My question is: at the end of PCR, how many amplicons will I have?

Theoretically I know that I will have 4 amplicons, but I was thinking if the first aligment of the reserve primer (213bp) will allow the other bigger amplicons to be produced.

What do you think about it?

Thanks,

Thinker

-thinker-

does the second primer aneal to the sequence that is 100% complementary (in all 4 cases) ?

-bigudukaz-

bigudukaz on Wed Mar 27 12:15:41 2013 said:


does the second primer aneal to the sequence that is 100% complementary (in all 4 cases) ?


Yes bigudukaz
It is a repetitive sequence, so the primer align perfectly in all 4 downstream sequence.

-thinker-

You will amplify all of the 4 products and the melting curve will look funny. Probably the only option would be to use probe for the shortest fragment - you will get around the problems because of 4 amplicons forming and you still should be able to quantify gene expression.

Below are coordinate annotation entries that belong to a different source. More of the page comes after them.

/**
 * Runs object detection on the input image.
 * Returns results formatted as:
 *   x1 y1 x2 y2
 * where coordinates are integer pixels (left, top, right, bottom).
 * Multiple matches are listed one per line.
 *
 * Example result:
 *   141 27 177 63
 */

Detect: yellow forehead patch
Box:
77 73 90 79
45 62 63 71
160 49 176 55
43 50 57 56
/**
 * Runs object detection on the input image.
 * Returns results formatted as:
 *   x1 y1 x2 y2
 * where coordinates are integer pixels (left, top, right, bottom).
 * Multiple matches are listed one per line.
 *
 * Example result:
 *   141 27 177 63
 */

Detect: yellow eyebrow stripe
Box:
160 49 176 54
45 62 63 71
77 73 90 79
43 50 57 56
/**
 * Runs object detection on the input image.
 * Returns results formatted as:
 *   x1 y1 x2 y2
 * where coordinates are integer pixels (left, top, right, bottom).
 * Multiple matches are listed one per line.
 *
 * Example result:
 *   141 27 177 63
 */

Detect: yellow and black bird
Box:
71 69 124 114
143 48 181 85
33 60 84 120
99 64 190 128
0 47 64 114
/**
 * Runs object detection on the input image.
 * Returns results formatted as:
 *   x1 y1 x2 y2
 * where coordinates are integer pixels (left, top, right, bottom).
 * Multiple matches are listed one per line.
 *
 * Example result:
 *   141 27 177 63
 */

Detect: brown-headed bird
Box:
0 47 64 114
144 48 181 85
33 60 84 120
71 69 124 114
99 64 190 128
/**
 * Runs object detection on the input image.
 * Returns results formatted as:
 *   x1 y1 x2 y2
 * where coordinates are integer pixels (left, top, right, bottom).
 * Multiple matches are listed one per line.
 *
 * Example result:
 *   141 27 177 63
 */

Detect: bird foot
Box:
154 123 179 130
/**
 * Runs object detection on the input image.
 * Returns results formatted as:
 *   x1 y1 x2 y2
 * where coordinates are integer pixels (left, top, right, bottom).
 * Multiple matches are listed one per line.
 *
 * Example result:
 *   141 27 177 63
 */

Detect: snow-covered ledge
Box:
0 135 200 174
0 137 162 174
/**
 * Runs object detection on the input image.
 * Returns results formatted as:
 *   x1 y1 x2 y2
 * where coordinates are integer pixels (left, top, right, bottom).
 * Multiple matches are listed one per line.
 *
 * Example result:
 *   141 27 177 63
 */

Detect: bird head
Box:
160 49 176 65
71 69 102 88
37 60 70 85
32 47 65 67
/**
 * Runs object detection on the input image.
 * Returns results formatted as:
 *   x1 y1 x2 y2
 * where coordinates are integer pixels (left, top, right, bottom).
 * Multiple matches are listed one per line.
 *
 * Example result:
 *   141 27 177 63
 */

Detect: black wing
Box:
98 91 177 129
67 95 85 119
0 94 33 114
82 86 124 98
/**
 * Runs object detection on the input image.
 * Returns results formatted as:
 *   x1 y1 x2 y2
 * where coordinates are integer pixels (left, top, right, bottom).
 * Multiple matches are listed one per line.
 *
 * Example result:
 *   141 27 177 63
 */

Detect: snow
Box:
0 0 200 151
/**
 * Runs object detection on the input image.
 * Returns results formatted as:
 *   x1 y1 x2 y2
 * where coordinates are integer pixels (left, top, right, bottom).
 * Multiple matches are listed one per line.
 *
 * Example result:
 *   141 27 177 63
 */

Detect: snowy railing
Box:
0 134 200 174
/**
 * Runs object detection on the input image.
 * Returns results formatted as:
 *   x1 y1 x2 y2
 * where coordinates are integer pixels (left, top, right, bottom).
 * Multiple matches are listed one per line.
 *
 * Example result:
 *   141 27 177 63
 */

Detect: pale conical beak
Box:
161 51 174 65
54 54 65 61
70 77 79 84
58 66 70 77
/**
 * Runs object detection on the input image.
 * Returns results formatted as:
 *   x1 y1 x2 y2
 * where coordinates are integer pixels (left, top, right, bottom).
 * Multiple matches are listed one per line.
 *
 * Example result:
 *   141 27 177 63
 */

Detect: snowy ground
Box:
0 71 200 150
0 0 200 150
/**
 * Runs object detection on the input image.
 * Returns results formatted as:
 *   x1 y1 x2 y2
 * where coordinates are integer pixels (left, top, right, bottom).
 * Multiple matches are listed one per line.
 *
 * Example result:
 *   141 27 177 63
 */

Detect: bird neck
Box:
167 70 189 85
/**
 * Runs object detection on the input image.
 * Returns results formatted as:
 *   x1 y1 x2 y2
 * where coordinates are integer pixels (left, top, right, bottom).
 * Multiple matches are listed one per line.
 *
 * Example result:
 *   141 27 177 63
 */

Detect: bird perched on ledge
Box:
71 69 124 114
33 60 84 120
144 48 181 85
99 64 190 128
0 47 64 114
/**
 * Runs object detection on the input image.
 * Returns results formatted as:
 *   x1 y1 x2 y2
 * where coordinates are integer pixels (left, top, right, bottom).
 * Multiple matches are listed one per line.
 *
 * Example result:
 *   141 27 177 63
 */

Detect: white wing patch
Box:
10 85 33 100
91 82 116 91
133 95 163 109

There will be the most of shorter fragments and least the longest ones.

I haven't tried such experiment yet, but time will come.

-bigudukaz-

You may be able to select the shorter sequence by using a shorter extension time. It will be difficult to selecct the longer sequence. The PCR reaction will favor the short sequence, and you may find it difficult to produce much of the longer sequences, but will likely get some of the longer fragment.